So as a result of that, you see our financials that we've pre-announced today, full year over $300 million in revenue, we've taken difficult decisions to right size our operating expenses, progressing our supply negotiations with our respected partners and as a result, we closed the year in a strong financial position, $321 million, $10 million in advance of last year and six quarters of continued progress.
I touched on our people and culture earlier and that's been one of the most important learnings for me. Coming into a business that has had, to be frank, significant turbulence, I wasn't sure what I would actually see. And what I've found is an organization that's incredibly committed and incredibly passionate about the value that we can bring to patients and our customers. So we recently conducted a global employee survey and some of the results that we encountered were really surprising and incredibly encouraging. As an example, 94% of our organization strongly agree or agree in their desire to go the extra mile to support the business and really show incredible commitment and engagement to support the business.

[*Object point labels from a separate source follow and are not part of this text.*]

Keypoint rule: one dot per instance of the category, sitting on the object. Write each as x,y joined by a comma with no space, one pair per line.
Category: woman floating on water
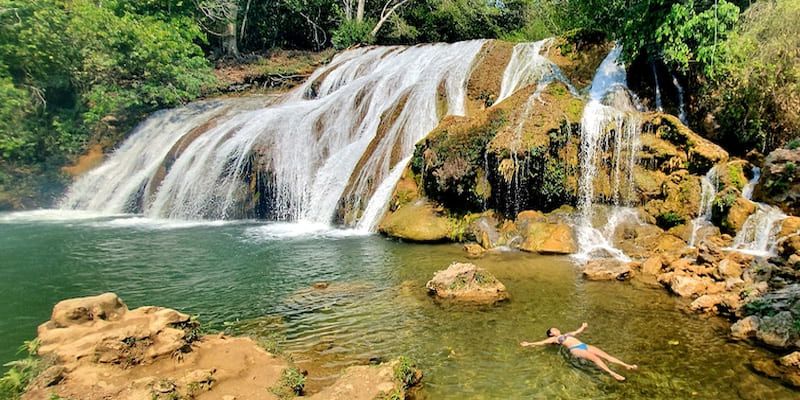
581,350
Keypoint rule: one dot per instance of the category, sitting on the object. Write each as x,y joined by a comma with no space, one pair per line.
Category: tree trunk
360,11
230,45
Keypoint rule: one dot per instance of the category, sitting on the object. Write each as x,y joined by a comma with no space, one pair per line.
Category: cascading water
606,114
759,234
342,133
659,107
709,184
681,101
527,66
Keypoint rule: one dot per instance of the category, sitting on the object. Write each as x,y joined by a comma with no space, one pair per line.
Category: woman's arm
539,343
579,330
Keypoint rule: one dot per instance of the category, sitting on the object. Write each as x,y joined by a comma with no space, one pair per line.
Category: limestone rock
548,238
467,283
780,181
417,221
607,269
688,286
745,328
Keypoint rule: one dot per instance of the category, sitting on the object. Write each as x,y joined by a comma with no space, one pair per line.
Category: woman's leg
586,354
602,354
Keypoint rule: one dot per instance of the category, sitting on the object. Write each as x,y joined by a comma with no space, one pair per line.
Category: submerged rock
786,368
607,269
467,283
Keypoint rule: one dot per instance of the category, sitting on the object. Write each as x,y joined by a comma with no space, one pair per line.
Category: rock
688,286
607,269
104,307
777,330
369,382
474,249
745,328
548,238
417,221
652,266
467,283
780,181
786,368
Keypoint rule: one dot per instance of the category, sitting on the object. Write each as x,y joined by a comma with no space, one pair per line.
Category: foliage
292,384
71,68
352,32
21,372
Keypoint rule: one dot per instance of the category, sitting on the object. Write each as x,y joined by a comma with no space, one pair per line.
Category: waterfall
708,184
659,107
759,234
334,140
609,106
681,101
747,190
528,66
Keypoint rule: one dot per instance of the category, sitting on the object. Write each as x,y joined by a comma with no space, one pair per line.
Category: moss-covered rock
780,183
417,221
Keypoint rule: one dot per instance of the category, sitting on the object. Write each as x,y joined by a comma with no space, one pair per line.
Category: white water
603,111
759,234
346,128
708,184
681,100
659,107
529,66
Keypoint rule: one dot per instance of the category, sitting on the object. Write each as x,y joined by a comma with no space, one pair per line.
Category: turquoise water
258,279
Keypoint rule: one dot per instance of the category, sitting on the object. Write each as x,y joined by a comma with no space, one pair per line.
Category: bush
352,32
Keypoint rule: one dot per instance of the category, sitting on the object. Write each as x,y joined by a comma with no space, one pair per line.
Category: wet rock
652,266
606,270
548,238
786,368
777,330
474,250
780,180
369,382
417,221
745,328
688,286
467,283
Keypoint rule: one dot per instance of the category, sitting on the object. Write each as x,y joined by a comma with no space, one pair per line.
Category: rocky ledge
96,348
468,284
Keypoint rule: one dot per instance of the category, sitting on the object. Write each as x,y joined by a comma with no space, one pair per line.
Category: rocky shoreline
97,348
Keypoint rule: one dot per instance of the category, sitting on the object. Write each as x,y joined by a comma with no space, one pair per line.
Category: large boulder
548,238
417,221
467,283
780,182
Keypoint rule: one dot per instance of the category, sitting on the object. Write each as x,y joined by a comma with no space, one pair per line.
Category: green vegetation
21,372
292,384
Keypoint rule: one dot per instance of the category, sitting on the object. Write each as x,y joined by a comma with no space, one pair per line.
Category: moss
291,384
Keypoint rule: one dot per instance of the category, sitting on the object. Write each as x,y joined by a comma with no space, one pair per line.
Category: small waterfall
747,191
334,140
609,106
759,234
528,66
659,107
709,184
681,100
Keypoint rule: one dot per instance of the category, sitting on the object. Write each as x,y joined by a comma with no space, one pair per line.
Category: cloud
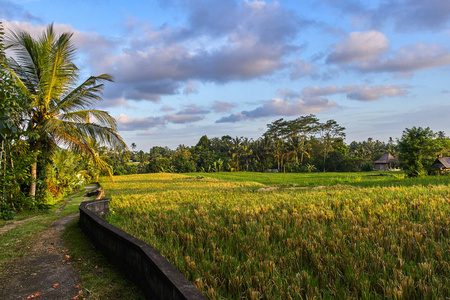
220,42
359,46
368,52
313,99
405,15
125,123
317,91
192,109
220,106
190,88
301,68
281,107
367,93
420,56
191,113
167,108
11,10
182,118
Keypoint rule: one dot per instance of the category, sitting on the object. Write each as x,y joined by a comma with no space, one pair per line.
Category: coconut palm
61,110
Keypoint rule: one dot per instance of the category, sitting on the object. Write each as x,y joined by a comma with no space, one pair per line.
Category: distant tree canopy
304,144
43,107
418,148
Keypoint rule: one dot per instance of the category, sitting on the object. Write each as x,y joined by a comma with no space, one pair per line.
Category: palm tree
60,110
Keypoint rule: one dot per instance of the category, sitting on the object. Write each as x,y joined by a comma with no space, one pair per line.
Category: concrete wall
141,262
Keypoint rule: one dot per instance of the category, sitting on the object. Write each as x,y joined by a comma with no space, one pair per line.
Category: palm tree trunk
32,192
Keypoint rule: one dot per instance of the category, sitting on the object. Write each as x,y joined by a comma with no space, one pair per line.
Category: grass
343,241
360,179
97,275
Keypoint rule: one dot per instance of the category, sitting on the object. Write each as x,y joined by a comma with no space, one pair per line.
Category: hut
385,163
442,164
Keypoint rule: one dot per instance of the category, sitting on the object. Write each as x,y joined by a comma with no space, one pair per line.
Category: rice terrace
368,235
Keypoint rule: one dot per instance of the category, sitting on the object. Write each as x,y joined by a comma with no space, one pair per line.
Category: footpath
45,272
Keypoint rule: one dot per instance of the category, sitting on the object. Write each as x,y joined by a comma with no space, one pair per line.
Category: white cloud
370,93
359,46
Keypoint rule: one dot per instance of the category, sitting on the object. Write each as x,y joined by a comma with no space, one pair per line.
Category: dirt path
46,272
13,225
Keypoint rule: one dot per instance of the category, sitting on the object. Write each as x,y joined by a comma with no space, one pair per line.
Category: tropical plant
60,110
418,147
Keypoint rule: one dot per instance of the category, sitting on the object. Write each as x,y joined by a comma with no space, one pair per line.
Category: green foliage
418,148
60,110
281,243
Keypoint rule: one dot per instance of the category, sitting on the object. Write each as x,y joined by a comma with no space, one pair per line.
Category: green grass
360,179
344,241
97,275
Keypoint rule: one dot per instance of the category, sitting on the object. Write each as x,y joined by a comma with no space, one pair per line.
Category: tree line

So let's zoom in a little bit more on 2023 progress. As I mentioned earlier, six months ago, we made an important leadership change in Europe. So we have new leadership and a new strategy that is delivering very encouraging early signs of growth. Still early stages for us in Europe, let's be honest, but encouraging signs of progress. That team and that leadership group have really brought, I'd say, thinking in three critical areas. Number one, I'd say a much more targeted and focused approach as we think about the patient segments and the customer segments that we focus on at launch. Secondly, a laser focus on resource allocation aligned to that segmentation with a more efficient operating model in Europe. And then thirdly, bringing much deeper and more succinct country-level insights on how we can align our value proposition to the payor-needs at a country level and being very focused there. So as a result of that, we're progressing importantly in the EU5 and we're demonstrating that impact in the EU5.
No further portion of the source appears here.